The UHPLC-HESI-Orbitrap analysis of the FM2 cannabis extract initially revealed three peaks (A, B, C) with a molecular formula suggesting acidic CBD and THC-type cannabinoids. After decarboxylation, three new peaks (Ad, Bd, Cd) appeared, and based on MS/MS spectra, these were identified as potential homologs of CBD and THC with a hexyl side chain. The researchers then conducted a stereoselective synthesis of CBDH, Δ⁹-THCH, CBDM, and Δ⁹-THCM to confirm the identities of the compounds found in the FM2 extract. Comparison of the retention time, molecular ion, and fragmentation spectra of the synthetic standards with those from the FM2 extract confirmed the presence of CBDH and CBDM. Δ⁹-THCH was also tentatively identified, although its low abundance and presence of interferents hindered definitive confirmation. No Δ⁹-THCM was detected. CBGM was also identified in the FM2 extract. Semi-quantification of these compounds revealed concentrations in the µg/g range, significantly lower than the main cannabinoids CBD and Δ⁹-THC (mg/g range). Specifically, CBDH and Δ⁹-THCH were found at 27 µg/g and 7 µg/g, respectively. The in vivo formalin test in mice showed that CBDH at doses of 1 and 2 mg/kg significantly reduced the late phase of formalin-induced nociceptive behavior, demonstrating antinociceptive activity. Higher doses (3 and 5 mg/kg) showed no significant effect. The NMR spectroscopic data of synthetic and extracted CBDH were perfectly superimposable, confirming the chemical structure.

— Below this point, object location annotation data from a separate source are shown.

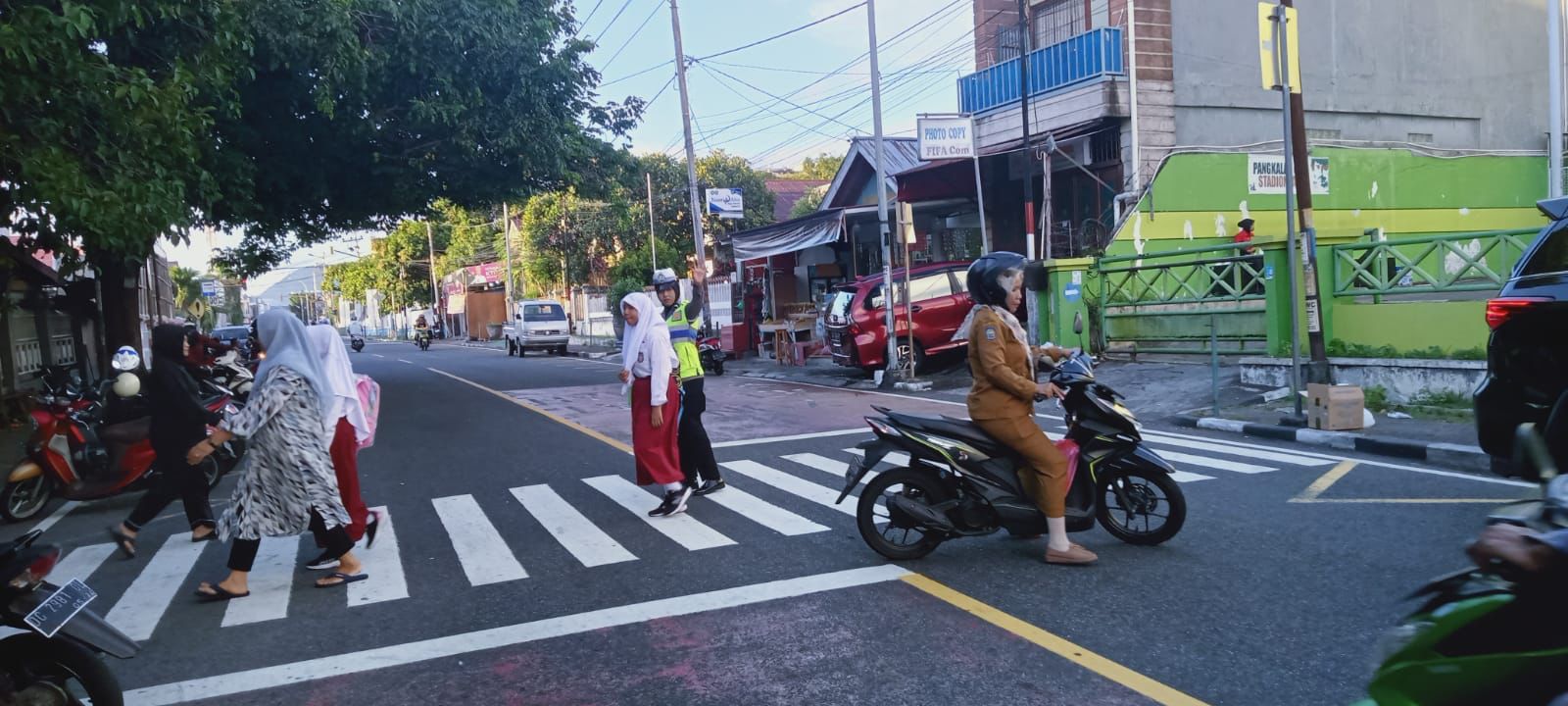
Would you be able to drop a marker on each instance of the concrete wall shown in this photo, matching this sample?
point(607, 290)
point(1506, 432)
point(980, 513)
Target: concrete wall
point(1468, 73)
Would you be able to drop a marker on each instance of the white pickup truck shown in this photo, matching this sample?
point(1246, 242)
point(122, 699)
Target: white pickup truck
point(537, 326)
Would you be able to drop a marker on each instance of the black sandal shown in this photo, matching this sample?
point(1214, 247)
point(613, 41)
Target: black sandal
point(127, 545)
point(219, 593)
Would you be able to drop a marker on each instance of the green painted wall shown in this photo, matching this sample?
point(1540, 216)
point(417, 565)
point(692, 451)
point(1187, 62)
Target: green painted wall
point(1199, 198)
point(1411, 326)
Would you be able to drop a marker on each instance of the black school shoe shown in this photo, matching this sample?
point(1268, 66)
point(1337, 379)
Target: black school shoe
point(674, 502)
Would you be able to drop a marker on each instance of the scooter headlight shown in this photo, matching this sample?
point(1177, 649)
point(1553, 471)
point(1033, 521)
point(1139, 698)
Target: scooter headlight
point(1396, 640)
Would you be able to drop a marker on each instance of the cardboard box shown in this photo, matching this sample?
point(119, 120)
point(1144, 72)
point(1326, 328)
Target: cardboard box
point(1335, 407)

The study successfully identified and characterized CBDH and Δ⁹-THCH, filling a gap in the known cannabinoid homolog series. The findings highlight the importance of high-resolution mass spectrometry for identifying minor cannabinoids in complex matrices. The distinct fragmentation patterns observed allowed for the differentiation between hexyl homologs and methyl ether derivatives, despite their similar molecular formulas. The antinociceptive activity of CBDH at low doses suggests potential therapeutic applications. The lack of effect at higher doses could indicate a complex pharmacodynamic profile involving multiple receptors or mechanisms of action, warranting further investigation. The differences in concentrations between various homolog series (butyl, hexyl, and heptyl) highlight the complex biosynthesis of cannabinoids in the cannabis plant, emphasizing the need for studies on the origin of these compounds. The discrepancies in the CBD to THC ratios across the different series further support the complex nature of cannabinoid biosynthesis and distribution.

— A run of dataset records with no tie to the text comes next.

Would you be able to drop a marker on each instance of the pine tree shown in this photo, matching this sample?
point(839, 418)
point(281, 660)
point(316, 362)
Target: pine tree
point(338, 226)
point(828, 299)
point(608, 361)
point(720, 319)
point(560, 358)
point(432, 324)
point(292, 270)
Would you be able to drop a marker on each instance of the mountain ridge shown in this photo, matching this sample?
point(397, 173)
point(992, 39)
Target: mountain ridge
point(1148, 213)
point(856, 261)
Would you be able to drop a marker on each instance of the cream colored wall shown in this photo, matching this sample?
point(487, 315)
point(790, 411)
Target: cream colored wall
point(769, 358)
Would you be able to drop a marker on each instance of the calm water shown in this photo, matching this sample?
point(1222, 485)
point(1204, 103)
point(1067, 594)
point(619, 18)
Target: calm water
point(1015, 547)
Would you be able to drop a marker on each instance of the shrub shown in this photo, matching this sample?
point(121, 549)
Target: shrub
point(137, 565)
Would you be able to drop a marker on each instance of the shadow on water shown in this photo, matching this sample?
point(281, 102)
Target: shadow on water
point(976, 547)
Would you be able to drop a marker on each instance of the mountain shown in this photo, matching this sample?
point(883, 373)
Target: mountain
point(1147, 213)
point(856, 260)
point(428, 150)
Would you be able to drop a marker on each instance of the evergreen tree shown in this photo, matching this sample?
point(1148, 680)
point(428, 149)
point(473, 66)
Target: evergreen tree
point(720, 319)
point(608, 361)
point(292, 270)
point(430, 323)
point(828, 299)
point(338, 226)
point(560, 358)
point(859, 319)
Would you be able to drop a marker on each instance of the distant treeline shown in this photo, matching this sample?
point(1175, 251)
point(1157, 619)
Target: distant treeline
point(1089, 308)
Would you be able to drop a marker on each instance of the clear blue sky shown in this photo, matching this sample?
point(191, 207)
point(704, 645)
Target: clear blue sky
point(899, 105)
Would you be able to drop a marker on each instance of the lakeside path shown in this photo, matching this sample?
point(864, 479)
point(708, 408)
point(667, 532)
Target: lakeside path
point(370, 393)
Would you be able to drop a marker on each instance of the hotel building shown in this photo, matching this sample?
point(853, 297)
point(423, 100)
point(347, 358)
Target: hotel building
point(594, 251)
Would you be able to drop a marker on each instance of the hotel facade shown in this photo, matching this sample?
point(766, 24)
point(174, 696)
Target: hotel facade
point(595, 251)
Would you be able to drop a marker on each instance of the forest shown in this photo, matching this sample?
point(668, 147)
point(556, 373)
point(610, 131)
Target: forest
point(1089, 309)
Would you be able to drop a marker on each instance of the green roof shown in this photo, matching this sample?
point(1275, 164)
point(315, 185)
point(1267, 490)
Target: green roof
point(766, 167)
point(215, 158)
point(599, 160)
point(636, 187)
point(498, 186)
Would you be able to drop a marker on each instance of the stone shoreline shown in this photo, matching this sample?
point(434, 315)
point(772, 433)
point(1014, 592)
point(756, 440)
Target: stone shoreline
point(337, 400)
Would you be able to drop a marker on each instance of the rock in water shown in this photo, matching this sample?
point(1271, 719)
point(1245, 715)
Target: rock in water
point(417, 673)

This research adds to the growing knowledge of the cannabis cannabinoma, clarifying the potential confusion between phytocannabinoids with a 6-carbon alkyl chain and their methylated counterparts. The identification of CBDH and Δ⁹-THCH expands the known cannabinoid homolog series and reveals the antinociceptive potential of CBDH. Future research should explore the full pharmacological profile of CBDH, including its mechanism of action and potential therapeutic applications. Investigating the biosynthesis of these unusual cannabinoids would be important in understanding their origin and the broader metabolic pathways involved in cannabinoid production in the *Cannabis sativa* plant.

The study focused on a single cannabis variety (FM2). Therefore, the findings might not be generalizable to other varieties. The identification of Δ⁹-THCH was tentative due to low abundance and interferents. Further research is needed to confirm the presence and quantify this compound across different varieties. The semi-quantitative analysis was performed using an external standard method, which may introduce some inaccuracies. A more comprehensive investigation into the mechanisms of action of CBDH's antinociceptive effect would be valuable.